August 18, 2005 at 01:49 PM | Permalink
Time to bite the proverbial bullet and start catching up with the last week. To be honest, there's actually so much I can talk about that it's fairly daunting to try and do it justice. So I think I'll try and stick to photos where possible, a few linked to my main flickr archive, but mostly just stray images, chosen more for interest than documentary relevance.
The post-Quark Matter adventure began with a stunning afternoon train ride from Budapest. Of course, it's no mean trick to buy a train ticket (even after I cut in line with a colleague who had been waiting, the woman in the booth disappeared for 1/2 hour, and we ended up getting tickets via *another* colleague in a different line...) and to even find the track (the train was 45 minutes late!). But the countryside was gorgeous, especially in the setting sun. My favorite sight was the enormous number of Energy Windmills scattered in the farmlands.

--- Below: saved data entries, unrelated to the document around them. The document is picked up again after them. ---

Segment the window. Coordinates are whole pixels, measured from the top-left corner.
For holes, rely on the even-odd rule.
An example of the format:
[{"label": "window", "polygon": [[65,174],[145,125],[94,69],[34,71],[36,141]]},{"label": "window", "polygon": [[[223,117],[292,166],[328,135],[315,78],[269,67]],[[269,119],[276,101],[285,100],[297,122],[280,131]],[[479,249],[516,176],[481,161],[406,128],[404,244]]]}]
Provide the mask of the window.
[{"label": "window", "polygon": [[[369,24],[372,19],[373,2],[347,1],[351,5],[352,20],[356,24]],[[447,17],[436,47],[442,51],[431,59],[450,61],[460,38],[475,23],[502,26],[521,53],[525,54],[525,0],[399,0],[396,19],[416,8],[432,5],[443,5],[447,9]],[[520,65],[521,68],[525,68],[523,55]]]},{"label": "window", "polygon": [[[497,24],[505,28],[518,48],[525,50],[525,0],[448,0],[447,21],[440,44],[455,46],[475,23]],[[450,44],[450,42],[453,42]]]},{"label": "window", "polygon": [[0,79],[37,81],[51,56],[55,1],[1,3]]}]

The workshop itself took place in the yellow room shown above (which caused no shortage of hallucinations at times, with the yellow desks blending into the yellow walls, with seemingly-disembodied heads peeking over them). After the chaos of Quark Matter, where one had to run from session to session just to see the talks one wanted, often leading to my missing the Q&A, here we could basically discuss things in real-time, and we did. People had seen many of these talks in Budapest, so the grilling was quite intense at times. Fun.
I missed out on the second day, since I was intending to use at least some of my Vienna time for sightseeing. Vienna's a compact place, especially for tourists, and even offers a pleasant beach bar where the Ring road meets the Danube canal (shown in a previous post!) I was really into the Secession Museum, where I pondered Klimt's famous Beethoven Frieze for quite a while.
Vienna's also a great place to go out in the evening, with excellent food and bars. I can't say it was the healthiest way to go, after a week of 5-hours-of-sleep nights at Quark Matter, but why fight it?